Indiana led the nation in economic growth in the fourth quarter of 2015, but still ended up lagging badly behind the national average in economic performance last year.
The state’s economy was the fastest growing in the nation at 3 percent in the last three months of the year, largely because of a surge in nondurable goods manufacturing, the notoriously cyclical industry Indiana remains heavily dependent on, even as other states have evolved into having more diversified, modern economies.
Nationally, nondurable-goods manufacturing grew by 4.5 percent in the fourth quarter, according to newly released U.S. Bureau of Economic Analysis data.
Despite the fourth-quarter surge, the Hoosier state’s gross domestic product grew by 1.7 percent in 2015, trailing far behind the national average of 2.4 percent and behind its 2014 growth rate of 2.2 percent.

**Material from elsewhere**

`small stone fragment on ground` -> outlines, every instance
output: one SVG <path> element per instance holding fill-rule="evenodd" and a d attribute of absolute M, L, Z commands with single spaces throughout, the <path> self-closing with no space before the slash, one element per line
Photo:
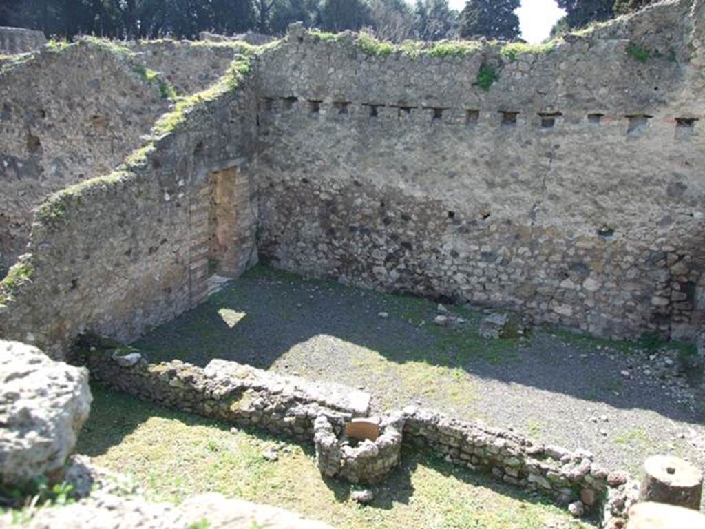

Minnesota’s GDP grew at the fastest rate in the Midwest, at 2.4 percent, last year.
Illinois, which has the fifth largest economy in the country by GDP, had the second highest growth rate in the Midwest at 2.3 percent in 2015, due to gains in the agriculture, information and professional sectors.
Indiana’s gross domestic product grew at the 27th fastest rate in the nation last year when the District of Columbia is counted. It’s comparable to Indiana’s below-average unemployment rate of 5.2 percent, which was tied with Ohio for 30th nationally last month, according to the Bureau of Labor Statistics.
The mixed economic numbers the U.S. Department of Commerce released led to political sparring in an election year.
“This week, the federal government reported Indiana’s economic growth during the fourth quarter of 2015 ranked number one in the nation. It’s the latest in our string of successes,” state Sen. Brandt Hershman, R-Buck Creek, wrote in an op-ed.
The Indiana Democratic Party said the state has been falling behind the rest of the nation.
“The state’s real economy remains sluggish, income strength for Hoosiers has fallen, and quality of life has dropped under this administration,” said Drew Anderson, communications director.